Avation was founded in 2006 by Jeff Chatfield. The company was originally formed via a special dividend from Skywest Airlines Ltd with shares distributed in specie to all of the then Skywest Airlines Ltd shareholders.

The company was initially a narrow-body jet lessor which leased Fokker 100 and Airbus A320/A321 aircraft to Skywest Airlines Ltd and other airlines. In 2011 the Company ordered its first ATR72 aircraft and leased them to Skywest Airlines Ltd. On 11 April 2013 Virgin Australia Holdings completed its 100% acquisition of Skywest Airlines Ltd.

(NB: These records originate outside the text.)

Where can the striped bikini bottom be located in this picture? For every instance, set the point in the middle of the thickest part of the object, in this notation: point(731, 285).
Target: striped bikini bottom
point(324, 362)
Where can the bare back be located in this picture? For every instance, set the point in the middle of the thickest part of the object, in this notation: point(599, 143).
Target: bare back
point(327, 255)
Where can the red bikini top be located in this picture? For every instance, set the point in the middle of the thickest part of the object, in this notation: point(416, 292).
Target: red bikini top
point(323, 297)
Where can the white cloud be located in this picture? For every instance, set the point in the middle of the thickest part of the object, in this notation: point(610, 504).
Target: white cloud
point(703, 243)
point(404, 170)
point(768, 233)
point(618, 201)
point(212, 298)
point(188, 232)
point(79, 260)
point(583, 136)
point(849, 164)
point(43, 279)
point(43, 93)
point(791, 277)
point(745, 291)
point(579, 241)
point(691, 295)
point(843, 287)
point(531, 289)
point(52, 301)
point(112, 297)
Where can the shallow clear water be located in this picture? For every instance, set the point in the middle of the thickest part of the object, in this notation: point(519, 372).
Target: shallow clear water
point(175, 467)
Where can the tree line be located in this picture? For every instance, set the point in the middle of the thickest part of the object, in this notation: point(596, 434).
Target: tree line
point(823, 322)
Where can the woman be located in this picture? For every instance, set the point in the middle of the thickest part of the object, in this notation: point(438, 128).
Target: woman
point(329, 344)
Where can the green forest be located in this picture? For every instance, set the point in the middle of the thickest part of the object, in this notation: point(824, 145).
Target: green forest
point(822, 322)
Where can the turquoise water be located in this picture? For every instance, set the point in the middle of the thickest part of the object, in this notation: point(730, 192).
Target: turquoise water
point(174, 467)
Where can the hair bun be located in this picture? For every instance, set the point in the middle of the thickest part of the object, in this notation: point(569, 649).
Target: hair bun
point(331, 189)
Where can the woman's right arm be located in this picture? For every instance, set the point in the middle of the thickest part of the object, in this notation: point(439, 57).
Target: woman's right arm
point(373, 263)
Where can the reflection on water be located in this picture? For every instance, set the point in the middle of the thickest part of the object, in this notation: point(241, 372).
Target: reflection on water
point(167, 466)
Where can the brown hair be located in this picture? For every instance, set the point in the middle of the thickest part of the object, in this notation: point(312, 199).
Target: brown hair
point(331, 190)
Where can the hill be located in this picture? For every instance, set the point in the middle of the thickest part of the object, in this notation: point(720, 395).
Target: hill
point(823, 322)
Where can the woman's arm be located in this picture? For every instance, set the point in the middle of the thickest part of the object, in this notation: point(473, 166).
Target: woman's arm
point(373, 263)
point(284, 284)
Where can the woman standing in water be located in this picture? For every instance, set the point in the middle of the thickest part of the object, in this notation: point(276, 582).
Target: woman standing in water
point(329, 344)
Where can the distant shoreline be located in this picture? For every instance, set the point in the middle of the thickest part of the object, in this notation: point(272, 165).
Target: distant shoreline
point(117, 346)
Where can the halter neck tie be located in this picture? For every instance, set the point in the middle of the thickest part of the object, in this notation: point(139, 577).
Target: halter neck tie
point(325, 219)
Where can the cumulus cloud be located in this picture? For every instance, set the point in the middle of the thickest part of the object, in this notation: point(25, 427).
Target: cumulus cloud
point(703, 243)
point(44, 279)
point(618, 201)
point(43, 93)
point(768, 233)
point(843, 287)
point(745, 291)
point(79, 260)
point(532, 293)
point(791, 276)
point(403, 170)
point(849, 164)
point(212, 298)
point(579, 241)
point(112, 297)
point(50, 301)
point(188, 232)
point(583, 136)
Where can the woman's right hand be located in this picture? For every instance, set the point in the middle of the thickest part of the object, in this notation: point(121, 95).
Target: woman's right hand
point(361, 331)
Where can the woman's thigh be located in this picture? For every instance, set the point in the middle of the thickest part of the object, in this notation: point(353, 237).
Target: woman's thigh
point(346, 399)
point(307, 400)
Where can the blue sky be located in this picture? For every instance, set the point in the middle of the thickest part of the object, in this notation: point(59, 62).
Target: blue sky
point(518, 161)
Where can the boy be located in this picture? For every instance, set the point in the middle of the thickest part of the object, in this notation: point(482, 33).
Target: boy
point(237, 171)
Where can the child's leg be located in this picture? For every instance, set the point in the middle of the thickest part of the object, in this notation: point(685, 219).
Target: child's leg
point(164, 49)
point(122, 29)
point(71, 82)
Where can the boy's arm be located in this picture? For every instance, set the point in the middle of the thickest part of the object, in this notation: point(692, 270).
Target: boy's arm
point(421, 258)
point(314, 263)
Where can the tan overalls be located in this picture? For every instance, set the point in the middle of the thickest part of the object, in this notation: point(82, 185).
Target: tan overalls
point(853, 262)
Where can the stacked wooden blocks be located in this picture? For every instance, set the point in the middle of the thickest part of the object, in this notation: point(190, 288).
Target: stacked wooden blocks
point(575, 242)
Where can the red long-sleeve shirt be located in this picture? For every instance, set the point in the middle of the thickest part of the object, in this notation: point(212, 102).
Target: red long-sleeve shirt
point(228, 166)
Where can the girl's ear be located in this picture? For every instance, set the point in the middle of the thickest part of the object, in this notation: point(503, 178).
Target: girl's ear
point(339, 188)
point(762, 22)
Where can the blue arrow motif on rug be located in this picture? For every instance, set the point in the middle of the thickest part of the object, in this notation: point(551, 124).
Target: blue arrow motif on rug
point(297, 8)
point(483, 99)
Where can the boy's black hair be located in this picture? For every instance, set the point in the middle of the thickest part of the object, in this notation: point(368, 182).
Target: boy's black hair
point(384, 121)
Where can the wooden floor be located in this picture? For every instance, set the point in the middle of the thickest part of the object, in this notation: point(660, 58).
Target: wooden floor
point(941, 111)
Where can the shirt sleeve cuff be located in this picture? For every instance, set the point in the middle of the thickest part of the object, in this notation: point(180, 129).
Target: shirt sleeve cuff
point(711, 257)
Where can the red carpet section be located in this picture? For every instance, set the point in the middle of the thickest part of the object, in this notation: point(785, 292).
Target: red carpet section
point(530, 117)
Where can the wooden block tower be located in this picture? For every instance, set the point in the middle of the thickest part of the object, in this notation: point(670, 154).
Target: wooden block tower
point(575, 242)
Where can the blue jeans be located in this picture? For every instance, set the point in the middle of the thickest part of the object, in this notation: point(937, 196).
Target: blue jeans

Since the Virgin Australia acquisition of Skywest Airlines Ltd, Avation has continued to grow organically as an independent aircraft leasing company. The Company developed its portfolio through a turboprop order book with ATR and has steadily added narrow-body and wide-body aircraft to its fleet. To fund these acquisitions Avation has issued bonds and shares on the London Stock Exchange.

In December 2019 Avation PLC procured the World's first certified aircraft green loan for a new commercial aircraft from Deutsche Bank. Sustainability indicator has been independently verified by the agency Vigeo Eiris.

== Awards ==
In May 2019, Airfinance Journal awarded Avation together with Air Baltic the 'Operating Lease Deal of the Year 2018'.

In January 2020, Avation PLC was awarded with the 'Aviation 100 European Editor's Deal of the Year for Innovation 2019' for financing new ATR 72-600 aircraft to Braathens Regional Airlines with the first green loan in aviation.